もてまん


「遠慮しないで、食べとくれよ。あんたのために焼いたんだから」


繁徳はクッキーをひとつ摘んで口に入れた。

それはバターの香りが口中に広がる、サクサクと香ばしいクッキーだった。


(嗚呼、母さんに教えてあげたら喜ぶだろうな)


繁徳の頭に浮かんだのは、何故かこのクッキーを食べて喜ぶ母の顔だった。

繁徳の母は『究極のレシピ』を探すと言っては、図書館でお菓子の本を片っ端から借りてきては、クッキーを焼いていたのだ。

けれども、それぞれのレシピには少しずつ難があった。

粉が多くて固い、とか、バターが多くてまとまり難い、とか。

アーモンドの粉を入れたらどうか、とか、卵は卵黄だけにしてみたらどうか、とか色々試しては首を傾げていた母の様子を、繁徳は思い出す。

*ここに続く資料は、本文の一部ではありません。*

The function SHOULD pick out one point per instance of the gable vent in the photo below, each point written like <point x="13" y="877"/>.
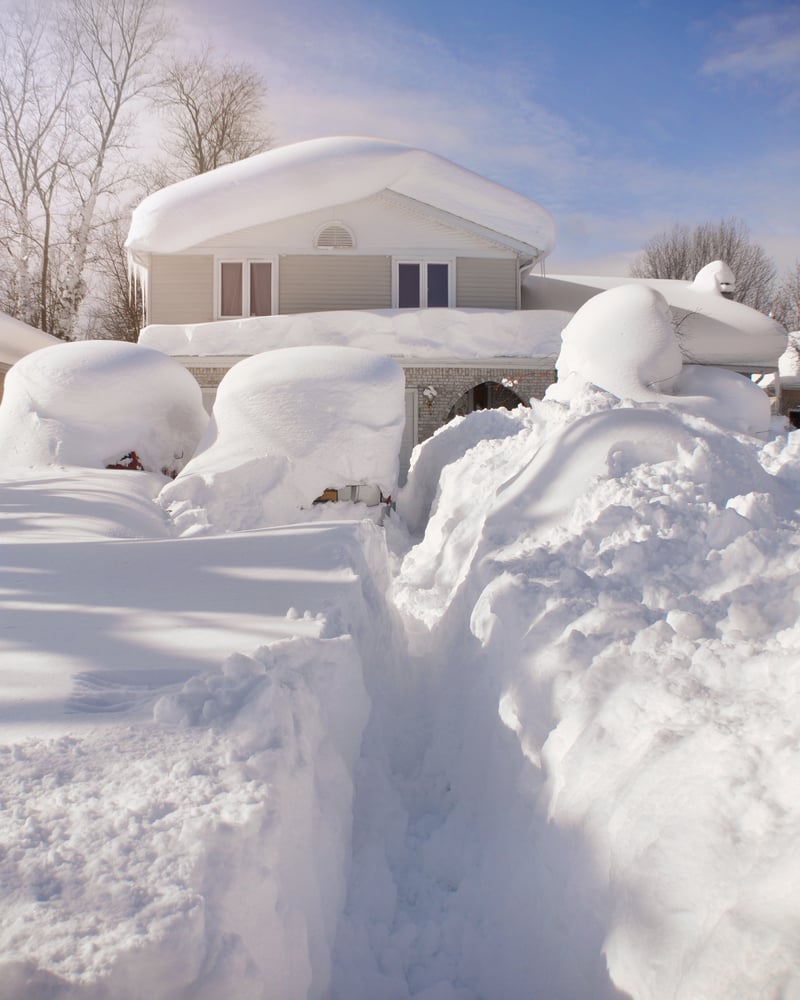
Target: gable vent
<point x="336" y="236"/>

(こんなに美味しいクッキーにあたったことあったかな?)


「すごく美味しいです」

「あたしの『究極のレシピ』だからね」


その言葉に、繁徳は千鶴子を更に身近に感じていた。


(『究極のクッキーレシピ』がここにあった、と母さんに教えたらどんな顔をするだろう?)


繁徳がそんな考えに囚われて、ぼ~っとしていると、

「さあて、あんたの名前をまだ聞いてなかったね」


と、千鶴子の声に現実に引きもどされた。